Admettre l’idée qu’il puisse y avoir refus du projet, c’est poser la question de ce que l’on fait des terrains et surtout de ce que l’on fait des dossiers d’expulsion et d’expropriation exécutés ou à venir. Et ce serait décider que les décisions des élus de toutes les collectivités concernées n’ont aucune légitimité. Intéressant !

Un référendum local s’applique à un territoire précis et pour une affaire de la compétence de ce territoire. Le pays (article 11 de la Constitution), s’il s’agit d’un sujet national. La commune ou l’intercommune (article 72-1 de la Constitution) s’il s’agit d’un sujet précis concernant la population d’un territoire précis.

Or, la maîtrise d’ouvrage de Notre-Dame-des-Landes n’est pas assurée par une collectivité, mais par l’État qui a signé lui-même la déclaration d’utilité publique. Que ce soit le président de la République qui propose un référendum confirme d’ailleurs qu’il s’agit d’un sujet d’intérêt national pour lequel un vote local n’a pas de fondement.

Pour qu’une commune, un département ou une Région organise un référendum sur une autorisation prise par l’État, il faudrait donc une loi !

Quant au territoire, il pourrait s’agir de la Zad (ce n’est pas une collectivité, que l’on sache, plutôt une zone de non-droit), du département (sauf que la zone de chalandise de l’aéroport couvre 7 départements), de la Région (sauf qu’il y en a deux, la Bretagne et les Pays de la Loire) ou de la zone de résidence des contribuables sollicités (7 départements, 2 Régions, 2 métropoles, le pays pour ce qui est de la participation de l’État). Les opposants au projet voient venir le piège.

S’il ne s’agit pas d’un référendum, il s’agit alors d’une consultation, qui n’est qu’une demande d’avis (article L 1112-20). Mais là aussi se pose la question de savoir si l’on interroge les quelques centaines de zadistes ou les 4 millions d’habitants de la zone de chalandise de l’aéroport. Là aussi, la demande d’avis ne peut légalement concerner que les affaires relevant de la compétence de la collectivité concernée.

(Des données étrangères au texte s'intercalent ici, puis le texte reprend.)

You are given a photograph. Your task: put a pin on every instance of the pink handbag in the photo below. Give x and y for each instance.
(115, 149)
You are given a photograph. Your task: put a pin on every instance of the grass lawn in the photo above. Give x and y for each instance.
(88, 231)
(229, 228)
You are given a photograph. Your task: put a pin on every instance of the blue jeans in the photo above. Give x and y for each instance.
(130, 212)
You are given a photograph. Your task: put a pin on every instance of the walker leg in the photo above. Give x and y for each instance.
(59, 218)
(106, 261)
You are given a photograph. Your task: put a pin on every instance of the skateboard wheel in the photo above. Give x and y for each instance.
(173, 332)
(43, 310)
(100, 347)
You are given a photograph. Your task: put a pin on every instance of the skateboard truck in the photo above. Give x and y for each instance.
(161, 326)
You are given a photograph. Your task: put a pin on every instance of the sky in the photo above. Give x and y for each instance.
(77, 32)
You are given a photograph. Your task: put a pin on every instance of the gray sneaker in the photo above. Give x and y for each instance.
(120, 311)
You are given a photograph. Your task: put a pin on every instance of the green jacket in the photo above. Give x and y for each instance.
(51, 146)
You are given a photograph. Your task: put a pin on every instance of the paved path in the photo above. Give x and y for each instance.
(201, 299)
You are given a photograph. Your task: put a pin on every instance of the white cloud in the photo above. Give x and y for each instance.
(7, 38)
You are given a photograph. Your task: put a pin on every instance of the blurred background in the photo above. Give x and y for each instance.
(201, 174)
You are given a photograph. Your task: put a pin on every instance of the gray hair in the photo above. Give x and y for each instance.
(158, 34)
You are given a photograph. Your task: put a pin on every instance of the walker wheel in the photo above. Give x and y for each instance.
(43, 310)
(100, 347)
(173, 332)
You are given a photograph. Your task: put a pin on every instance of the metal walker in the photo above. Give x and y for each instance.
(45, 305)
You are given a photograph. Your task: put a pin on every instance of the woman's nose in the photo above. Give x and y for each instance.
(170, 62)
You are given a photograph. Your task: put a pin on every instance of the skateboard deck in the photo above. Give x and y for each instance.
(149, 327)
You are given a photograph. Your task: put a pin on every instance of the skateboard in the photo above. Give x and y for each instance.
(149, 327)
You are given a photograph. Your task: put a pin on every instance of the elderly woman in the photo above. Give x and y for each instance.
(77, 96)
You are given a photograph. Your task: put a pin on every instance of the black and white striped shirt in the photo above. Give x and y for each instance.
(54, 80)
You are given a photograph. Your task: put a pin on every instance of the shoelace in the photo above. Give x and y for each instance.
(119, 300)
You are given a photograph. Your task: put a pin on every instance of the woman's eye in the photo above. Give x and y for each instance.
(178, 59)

La loi Macron d’août 2015 prévoit bien la possibilité de consultation sur une « aire territoriale » (qu’il faudrait définir par ordonnance), sauf sur les sujets nationaux (ce qui exclut NDDL). S’il s’agit de demander un avis aux habitants les plus concernés, pourquoi ne pas solliciter d’abord celui des Nantais survolés chaque jour à basse altitude ?

Ce que vient de proposer François Hollande est au pire infaisable, au mieux contestable. De là à penser que c’est le but recherché…

Il y avait les pro et les anti-aéroport. Il y a maintenant les pro-référendum, qui sont pour ou contre l’aéroport. Les anti-référendum, qui sont contre et pour l’aéroport. Pour sortir de la non-décision, on pourrait peut-être organiser une consultation sur l’opportunité d’un référendum, disons en… 2022 ?

Michel URVOY (ouest-france)

Lire aussi : Notre-Dame des Landes: le droit permet-il l’organisation d’un référendum local ?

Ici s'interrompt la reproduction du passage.